Please see attached image.
Knowing only theta and x, find theta_2 and theta_3
(the green curve is an ellipse inscribed within the reddish unit circle)
In general , we have
$\displaystyle \tan(\theta_n) = (\frac{1}{b})^n \tan(\theta_0)$
$\displaystyle x_n = (\frac{1}{b})^{n+1} \cdot \frac{ 1 - b }{ \sqrt{ 1 + (\frac{1}{b})^{2n} \tan^2(\theta_0) }} $
Once the value of $\displaystyle b $ is comfirmed ,
we can find out the angle . ( if we keep drawing the lines similarly , a sequence is formed ! )
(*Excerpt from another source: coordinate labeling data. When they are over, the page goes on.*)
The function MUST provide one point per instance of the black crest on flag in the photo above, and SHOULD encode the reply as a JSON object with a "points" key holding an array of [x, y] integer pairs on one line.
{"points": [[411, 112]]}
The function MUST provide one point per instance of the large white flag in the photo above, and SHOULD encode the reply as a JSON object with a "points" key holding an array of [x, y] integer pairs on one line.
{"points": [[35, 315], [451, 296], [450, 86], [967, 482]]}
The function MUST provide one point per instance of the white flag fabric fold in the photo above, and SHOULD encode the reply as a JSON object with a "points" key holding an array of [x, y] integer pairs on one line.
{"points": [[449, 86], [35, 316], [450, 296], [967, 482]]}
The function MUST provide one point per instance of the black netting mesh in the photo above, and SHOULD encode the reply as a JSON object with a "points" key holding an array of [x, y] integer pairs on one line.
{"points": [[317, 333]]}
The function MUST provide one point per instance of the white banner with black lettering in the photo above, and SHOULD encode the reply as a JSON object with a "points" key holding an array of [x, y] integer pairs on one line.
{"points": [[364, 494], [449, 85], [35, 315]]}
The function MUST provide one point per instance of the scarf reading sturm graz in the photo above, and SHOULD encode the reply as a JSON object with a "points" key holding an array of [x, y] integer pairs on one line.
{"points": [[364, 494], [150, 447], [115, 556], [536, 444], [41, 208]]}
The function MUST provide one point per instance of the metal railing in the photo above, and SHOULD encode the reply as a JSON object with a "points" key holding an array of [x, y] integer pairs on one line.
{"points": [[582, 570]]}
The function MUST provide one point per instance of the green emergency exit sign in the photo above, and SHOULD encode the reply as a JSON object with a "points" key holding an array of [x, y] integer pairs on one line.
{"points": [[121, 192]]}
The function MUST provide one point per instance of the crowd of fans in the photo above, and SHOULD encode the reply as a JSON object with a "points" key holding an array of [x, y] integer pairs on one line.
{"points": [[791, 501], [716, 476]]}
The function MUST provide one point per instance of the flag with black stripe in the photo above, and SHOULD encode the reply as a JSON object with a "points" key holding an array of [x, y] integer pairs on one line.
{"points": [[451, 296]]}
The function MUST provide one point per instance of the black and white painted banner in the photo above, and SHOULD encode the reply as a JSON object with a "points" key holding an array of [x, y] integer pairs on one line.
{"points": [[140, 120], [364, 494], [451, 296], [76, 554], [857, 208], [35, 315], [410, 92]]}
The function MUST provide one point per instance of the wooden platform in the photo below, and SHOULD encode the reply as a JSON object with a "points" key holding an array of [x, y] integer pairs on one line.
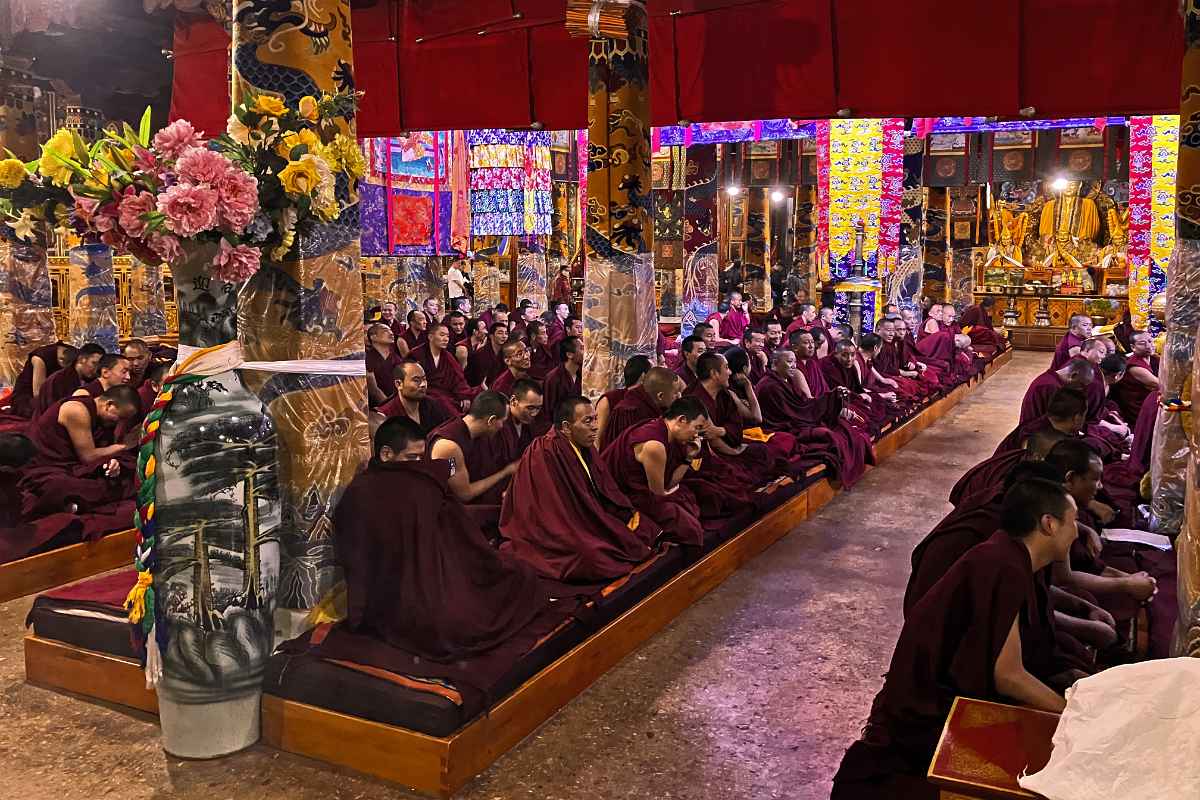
{"points": [[442, 765], [35, 573]]}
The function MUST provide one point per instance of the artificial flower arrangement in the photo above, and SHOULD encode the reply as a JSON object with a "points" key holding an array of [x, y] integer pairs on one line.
{"points": [[249, 191]]}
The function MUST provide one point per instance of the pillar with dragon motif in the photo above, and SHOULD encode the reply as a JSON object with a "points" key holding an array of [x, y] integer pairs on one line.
{"points": [[619, 316], [1176, 450]]}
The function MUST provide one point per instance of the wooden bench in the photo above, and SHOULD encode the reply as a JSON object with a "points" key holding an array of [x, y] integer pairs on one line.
{"points": [[441, 765]]}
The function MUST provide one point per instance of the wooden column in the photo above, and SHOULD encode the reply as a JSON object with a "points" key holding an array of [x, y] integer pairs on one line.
{"points": [[619, 316], [307, 306]]}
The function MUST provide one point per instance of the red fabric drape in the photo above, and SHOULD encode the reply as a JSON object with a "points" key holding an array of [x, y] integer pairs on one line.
{"points": [[724, 60]]}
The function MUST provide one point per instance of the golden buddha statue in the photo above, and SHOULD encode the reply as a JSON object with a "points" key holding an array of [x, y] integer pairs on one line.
{"points": [[1069, 222]]}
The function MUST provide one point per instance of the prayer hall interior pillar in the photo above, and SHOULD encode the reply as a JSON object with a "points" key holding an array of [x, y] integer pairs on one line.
{"points": [[1174, 463], [306, 307], [619, 316]]}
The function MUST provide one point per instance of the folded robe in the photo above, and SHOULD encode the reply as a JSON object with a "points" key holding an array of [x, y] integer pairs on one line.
{"points": [[565, 516], [426, 581]]}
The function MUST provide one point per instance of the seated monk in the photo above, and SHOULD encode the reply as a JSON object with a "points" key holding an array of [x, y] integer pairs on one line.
{"points": [[516, 366], [691, 348], [66, 380], [523, 422], [1067, 411], [478, 473], [567, 379], [564, 513], [1079, 330], [649, 461], [975, 635], [635, 367], [787, 404], [425, 581], [412, 400], [448, 385], [1139, 380], [40, 365], [976, 323], [77, 467], [485, 364], [647, 401], [382, 362]]}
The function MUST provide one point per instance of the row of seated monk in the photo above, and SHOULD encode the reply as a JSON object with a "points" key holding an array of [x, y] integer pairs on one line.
{"points": [[1015, 594], [70, 428]]}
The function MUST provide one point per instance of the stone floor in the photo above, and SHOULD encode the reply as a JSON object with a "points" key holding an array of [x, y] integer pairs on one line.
{"points": [[754, 692]]}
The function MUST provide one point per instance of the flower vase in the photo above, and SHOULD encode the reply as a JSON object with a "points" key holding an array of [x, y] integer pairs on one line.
{"points": [[216, 557]]}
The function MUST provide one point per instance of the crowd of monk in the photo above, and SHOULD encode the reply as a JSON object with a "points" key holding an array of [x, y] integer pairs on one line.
{"points": [[1017, 594], [69, 433]]}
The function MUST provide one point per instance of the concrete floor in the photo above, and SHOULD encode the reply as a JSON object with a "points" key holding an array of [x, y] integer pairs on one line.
{"points": [[754, 692]]}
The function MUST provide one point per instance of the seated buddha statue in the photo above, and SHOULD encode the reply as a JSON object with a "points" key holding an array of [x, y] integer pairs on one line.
{"points": [[1068, 223]]}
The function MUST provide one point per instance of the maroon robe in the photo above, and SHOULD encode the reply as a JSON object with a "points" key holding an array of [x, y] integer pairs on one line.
{"points": [[678, 512], [432, 413], [947, 648], [817, 423], [426, 581], [1062, 353], [484, 365], [635, 407], [558, 386], [448, 385], [567, 517]]}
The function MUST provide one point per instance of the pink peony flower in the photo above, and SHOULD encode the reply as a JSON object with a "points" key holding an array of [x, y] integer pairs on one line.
{"points": [[166, 247], [189, 209], [175, 138], [132, 208], [235, 264], [202, 166], [239, 199]]}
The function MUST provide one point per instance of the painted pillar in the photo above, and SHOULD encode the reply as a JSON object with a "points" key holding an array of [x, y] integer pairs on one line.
{"points": [[93, 308], [27, 312], [1174, 462], [619, 318], [701, 280], [309, 306]]}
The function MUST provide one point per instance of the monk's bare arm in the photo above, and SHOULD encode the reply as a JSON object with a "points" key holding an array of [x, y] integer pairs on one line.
{"points": [[1014, 681], [73, 416]]}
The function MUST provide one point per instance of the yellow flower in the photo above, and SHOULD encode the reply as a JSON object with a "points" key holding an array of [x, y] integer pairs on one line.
{"points": [[307, 108], [300, 176], [12, 173], [51, 167], [269, 104]]}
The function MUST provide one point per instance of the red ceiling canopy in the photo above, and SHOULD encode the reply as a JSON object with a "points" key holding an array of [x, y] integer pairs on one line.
{"points": [[425, 65]]}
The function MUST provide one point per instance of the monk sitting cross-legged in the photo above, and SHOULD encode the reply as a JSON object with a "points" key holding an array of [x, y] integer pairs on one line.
{"points": [[648, 400], [966, 637], [652, 458], [564, 513], [425, 581]]}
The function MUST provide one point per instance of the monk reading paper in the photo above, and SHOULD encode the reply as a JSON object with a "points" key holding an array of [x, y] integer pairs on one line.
{"points": [[564, 513], [648, 462], [965, 637], [425, 581]]}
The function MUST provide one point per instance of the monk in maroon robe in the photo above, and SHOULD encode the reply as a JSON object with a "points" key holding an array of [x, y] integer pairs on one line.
{"points": [[649, 461], [66, 380], [647, 401], [1079, 330], [447, 383], [412, 400], [486, 362], [77, 465], [787, 405], [972, 635], [40, 365], [425, 581], [564, 513]]}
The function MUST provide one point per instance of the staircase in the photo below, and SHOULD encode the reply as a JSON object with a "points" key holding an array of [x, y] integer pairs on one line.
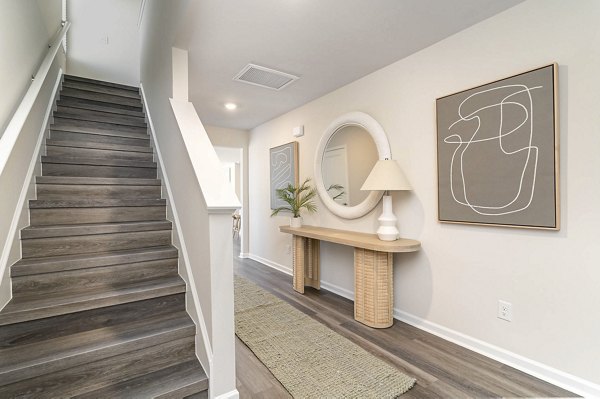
{"points": [[98, 308]]}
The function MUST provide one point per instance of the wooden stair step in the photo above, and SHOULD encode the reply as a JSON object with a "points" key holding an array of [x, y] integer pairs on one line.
{"points": [[32, 232], [100, 97], [96, 88], [178, 381], [98, 146], [62, 180], [61, 151], [96, 215], [93, 243], [92, 139], [74, 78], [96, 375], [49, 264], [17, 311], [80, 280], [100, 106], [28, 361], [98, 116], [66, 187], [97, 167], [98, 161], [95, 203], [106, 128], [33, 331]]}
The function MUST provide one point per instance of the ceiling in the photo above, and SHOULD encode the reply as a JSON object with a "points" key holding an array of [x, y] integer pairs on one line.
{"points": [[327, 43]]}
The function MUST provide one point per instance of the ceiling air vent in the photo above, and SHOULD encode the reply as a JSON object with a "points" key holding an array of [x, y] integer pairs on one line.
{"points": [[264, 77]]}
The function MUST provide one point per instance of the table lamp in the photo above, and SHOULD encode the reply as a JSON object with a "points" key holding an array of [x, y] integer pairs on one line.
{"points": [[387, 176]]}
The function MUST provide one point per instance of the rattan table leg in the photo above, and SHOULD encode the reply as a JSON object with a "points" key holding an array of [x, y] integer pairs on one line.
{"points": [[373, 288], [306, 263]]}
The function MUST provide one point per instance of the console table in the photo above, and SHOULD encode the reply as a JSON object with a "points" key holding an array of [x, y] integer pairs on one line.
{"points": [[373, 274]]}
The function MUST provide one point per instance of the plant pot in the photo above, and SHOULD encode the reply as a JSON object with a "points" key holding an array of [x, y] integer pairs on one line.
{"points": [[296, 222]]}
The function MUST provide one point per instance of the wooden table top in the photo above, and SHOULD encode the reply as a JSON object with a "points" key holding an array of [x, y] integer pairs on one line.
{"points": [[354, 239]]}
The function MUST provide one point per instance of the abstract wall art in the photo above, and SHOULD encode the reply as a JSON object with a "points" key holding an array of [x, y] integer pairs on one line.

These are very unexpected, interesting responses (to me), which is precisely what I hoped to get by posting this problem.
Opalg, I'm hesitant to say you're wrong, but your answer doesn't work when I graph it. Either it's wrong or I'm making some mistake when I graph it.
Simplependulum, I'm still trying to wrap my head around your response. I had never thought of expressing things in that way.
Here is my solution (obviously not the only one):
First, use the given info--$\displaystyle x, \sin{\theta}$--to find the semi-minor axis of the ellipse,$\displaystyle b$:
$\displaystyle x=\sin{\theta}-b\sin{\theta}$
so, $\displaystyle b=\frac{\sin{\theta}-x}{\sin{\theta}}$
Then, the equations for $\displaystyle \theta_2$ and $\displaystyle \theta_3$ are, respectively:
$\displaystyle \tan{\theta_2}=\sqrt{b^2(\sec^2{\theta}-1)}$
and
$\displaystyle \tan{\theta_3}=\arccos{\frac{b}{\sqrt{\tan^2{\thet a}+b^2}}}$
You derive these equations by fooling around with (x, y) intercepts and pythagorus' theorem. I won't go into the details unless you really want.
Happily, these equations turn out to be reducible to:
$\displaystyle \tan{\theta_2}=b\tan{\theta}$
and
$\displaystyle \tan{\theta_3}=\frac{\tan{\theta}}{b}$